On the afternoon of May 3, 1937 Salas, possibly acting on the orders of the Communist-supported Interior Security Minister Aiguadé, visited the building in the middle of the Plaça de Catalunya with three truckloads of Assault Guards and accompanied by the Generalitat representative on the Telefónica committee. Salas ordered the building's sentries to disarm and told the door guards that he was there to take charge of the building's affairs in the name of the Government. He then entered the Censors Department on the first floor, and at that point CNT members within the building began using a machine-gun nest to open fire on Salas' men. Salas phoned in for help, with a company of Assault Guards arriving along with FAI members Dionisio Eroles and José Asens. Eroles called on the CNT workers within the building to cease shooting and to surrender their arms. As the Anarchist workers within the building fired their guns into the air shortly before agreeing to surrender their weapons, the events in the days ahead now referred to as the Barcelona May Days had begun.

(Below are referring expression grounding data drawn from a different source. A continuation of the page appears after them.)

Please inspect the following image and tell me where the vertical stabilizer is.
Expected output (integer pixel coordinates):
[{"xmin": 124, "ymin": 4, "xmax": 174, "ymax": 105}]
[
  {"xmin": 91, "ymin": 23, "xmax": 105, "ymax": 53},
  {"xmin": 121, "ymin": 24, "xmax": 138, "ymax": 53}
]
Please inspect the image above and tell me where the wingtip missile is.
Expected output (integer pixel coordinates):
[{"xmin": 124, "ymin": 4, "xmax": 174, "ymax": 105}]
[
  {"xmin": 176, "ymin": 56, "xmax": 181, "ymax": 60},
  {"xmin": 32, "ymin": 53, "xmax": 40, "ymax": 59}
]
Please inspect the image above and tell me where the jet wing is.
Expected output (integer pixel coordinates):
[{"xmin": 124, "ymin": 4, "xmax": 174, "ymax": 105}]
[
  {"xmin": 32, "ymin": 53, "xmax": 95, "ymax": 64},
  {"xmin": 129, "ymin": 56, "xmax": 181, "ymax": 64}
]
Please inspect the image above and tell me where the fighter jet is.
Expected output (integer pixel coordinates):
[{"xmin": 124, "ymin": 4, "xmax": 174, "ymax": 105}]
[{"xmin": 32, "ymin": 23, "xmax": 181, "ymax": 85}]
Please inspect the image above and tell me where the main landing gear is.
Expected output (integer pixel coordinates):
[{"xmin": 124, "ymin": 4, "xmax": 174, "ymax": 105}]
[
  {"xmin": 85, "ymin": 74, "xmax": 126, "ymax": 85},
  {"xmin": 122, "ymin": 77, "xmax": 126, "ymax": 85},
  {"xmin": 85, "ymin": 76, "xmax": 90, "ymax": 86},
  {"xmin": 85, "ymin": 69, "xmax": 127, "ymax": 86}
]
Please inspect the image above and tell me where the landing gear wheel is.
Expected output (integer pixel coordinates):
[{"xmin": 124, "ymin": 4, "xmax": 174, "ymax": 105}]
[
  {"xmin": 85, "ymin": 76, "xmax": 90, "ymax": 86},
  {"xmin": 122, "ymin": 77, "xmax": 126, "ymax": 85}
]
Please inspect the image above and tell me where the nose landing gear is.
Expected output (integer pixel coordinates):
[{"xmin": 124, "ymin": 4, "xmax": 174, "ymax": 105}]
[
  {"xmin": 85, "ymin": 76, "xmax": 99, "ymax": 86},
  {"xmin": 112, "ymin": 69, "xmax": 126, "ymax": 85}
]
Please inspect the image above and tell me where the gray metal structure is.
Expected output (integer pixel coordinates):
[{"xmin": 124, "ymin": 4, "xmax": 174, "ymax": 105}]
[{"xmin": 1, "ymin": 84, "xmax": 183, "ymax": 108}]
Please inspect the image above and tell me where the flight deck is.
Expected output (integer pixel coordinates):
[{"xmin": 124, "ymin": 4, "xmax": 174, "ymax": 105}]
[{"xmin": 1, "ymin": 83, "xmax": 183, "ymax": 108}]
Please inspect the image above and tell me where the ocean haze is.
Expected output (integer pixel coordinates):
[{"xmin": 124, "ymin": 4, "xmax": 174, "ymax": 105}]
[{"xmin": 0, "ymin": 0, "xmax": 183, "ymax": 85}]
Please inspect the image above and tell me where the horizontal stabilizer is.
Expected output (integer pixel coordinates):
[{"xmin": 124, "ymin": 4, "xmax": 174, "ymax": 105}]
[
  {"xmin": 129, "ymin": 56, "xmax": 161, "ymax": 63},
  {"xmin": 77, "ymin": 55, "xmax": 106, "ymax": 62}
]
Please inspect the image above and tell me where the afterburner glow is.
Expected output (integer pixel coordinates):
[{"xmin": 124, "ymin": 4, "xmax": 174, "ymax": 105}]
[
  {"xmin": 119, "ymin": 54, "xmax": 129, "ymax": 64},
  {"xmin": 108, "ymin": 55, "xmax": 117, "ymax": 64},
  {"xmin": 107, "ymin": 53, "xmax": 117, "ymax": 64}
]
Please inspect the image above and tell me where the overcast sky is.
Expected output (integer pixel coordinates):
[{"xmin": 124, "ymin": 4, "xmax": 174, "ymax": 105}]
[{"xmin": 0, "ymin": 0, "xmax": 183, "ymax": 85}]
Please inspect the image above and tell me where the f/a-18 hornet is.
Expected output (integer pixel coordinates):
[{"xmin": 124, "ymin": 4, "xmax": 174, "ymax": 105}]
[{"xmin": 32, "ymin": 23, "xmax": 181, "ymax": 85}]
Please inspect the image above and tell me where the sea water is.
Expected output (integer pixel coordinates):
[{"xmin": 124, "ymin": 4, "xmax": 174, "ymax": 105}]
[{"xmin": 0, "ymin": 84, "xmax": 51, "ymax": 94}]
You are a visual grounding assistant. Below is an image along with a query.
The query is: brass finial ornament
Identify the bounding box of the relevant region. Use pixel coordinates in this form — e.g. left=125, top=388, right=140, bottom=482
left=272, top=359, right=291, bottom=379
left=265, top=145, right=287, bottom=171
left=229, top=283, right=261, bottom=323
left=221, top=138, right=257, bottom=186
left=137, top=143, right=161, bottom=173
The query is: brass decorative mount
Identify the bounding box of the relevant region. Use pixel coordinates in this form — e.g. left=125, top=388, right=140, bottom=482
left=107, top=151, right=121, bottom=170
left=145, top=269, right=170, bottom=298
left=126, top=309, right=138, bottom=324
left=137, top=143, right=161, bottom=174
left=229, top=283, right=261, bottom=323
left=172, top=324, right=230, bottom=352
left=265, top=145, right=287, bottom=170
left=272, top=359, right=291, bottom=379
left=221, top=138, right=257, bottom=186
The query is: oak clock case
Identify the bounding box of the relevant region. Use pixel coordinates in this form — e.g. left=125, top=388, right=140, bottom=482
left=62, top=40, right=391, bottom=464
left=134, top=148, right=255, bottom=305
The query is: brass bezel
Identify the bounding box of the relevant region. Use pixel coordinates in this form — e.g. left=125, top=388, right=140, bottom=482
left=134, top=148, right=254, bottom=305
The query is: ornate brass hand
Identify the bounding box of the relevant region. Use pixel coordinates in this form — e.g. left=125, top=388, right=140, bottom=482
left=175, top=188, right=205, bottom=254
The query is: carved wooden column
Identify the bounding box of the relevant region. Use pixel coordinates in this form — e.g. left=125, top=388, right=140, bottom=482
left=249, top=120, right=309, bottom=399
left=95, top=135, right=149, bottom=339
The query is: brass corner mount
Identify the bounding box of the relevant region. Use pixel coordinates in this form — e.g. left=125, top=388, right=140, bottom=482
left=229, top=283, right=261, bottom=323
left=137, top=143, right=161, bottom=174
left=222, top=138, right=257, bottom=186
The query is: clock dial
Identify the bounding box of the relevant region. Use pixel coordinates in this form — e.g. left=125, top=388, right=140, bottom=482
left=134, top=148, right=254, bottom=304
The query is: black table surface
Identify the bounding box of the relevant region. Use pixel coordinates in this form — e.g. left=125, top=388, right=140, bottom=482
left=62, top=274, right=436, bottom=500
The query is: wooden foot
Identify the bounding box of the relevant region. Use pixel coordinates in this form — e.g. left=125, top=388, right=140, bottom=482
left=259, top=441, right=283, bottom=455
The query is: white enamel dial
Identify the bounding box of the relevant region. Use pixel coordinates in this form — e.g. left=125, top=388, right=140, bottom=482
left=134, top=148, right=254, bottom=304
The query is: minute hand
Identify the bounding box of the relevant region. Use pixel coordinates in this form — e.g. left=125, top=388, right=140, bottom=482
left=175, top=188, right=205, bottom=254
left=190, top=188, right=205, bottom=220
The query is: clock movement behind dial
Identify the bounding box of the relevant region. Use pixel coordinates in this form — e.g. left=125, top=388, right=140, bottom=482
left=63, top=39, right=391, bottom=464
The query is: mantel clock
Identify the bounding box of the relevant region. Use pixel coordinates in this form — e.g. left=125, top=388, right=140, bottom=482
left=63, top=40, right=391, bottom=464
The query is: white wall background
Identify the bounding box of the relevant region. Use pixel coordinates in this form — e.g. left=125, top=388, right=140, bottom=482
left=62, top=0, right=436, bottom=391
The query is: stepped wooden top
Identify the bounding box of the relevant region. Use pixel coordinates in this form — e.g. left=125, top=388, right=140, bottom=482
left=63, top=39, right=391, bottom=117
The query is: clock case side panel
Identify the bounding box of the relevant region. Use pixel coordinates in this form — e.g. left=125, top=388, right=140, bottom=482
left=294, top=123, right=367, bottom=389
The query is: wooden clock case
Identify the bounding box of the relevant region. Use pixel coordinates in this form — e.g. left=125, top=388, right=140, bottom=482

CNT councilors demanded the resignation of both Salas and Aiguadé. With this demand came additional calls for the dismissal of all PSUC members within the Catalan Cabinet, but neither Catalan Premier Tarradellas nor Home Secretary Ayguades complied. As part of the new provisional government agreed upon days later to stop the fighting in Barcelona, Salas was to remain head of the general commissariat (though Aiguadé sacked) until the arrival of Antonio Escobar, a Catalan delegate appointed by Valencia. On the Sixth, new CNT Minister of Justice Juan García Oliver noted in secret discussions via teletypewriter to Mariano Rodríguez Vázquez that "The minister of the interior has ordered the immediate dismissal of Rodríguez Salas."

==Later life==
After the end of the Civil War, Salas fled to Mexico and in 1942 was expelled from the PSUC. He was then director of the magazine Conciencia Ferroviaria and contributed to the newspaper Fructidor, signing articles with the pseudonym of "Rafael Olmedo."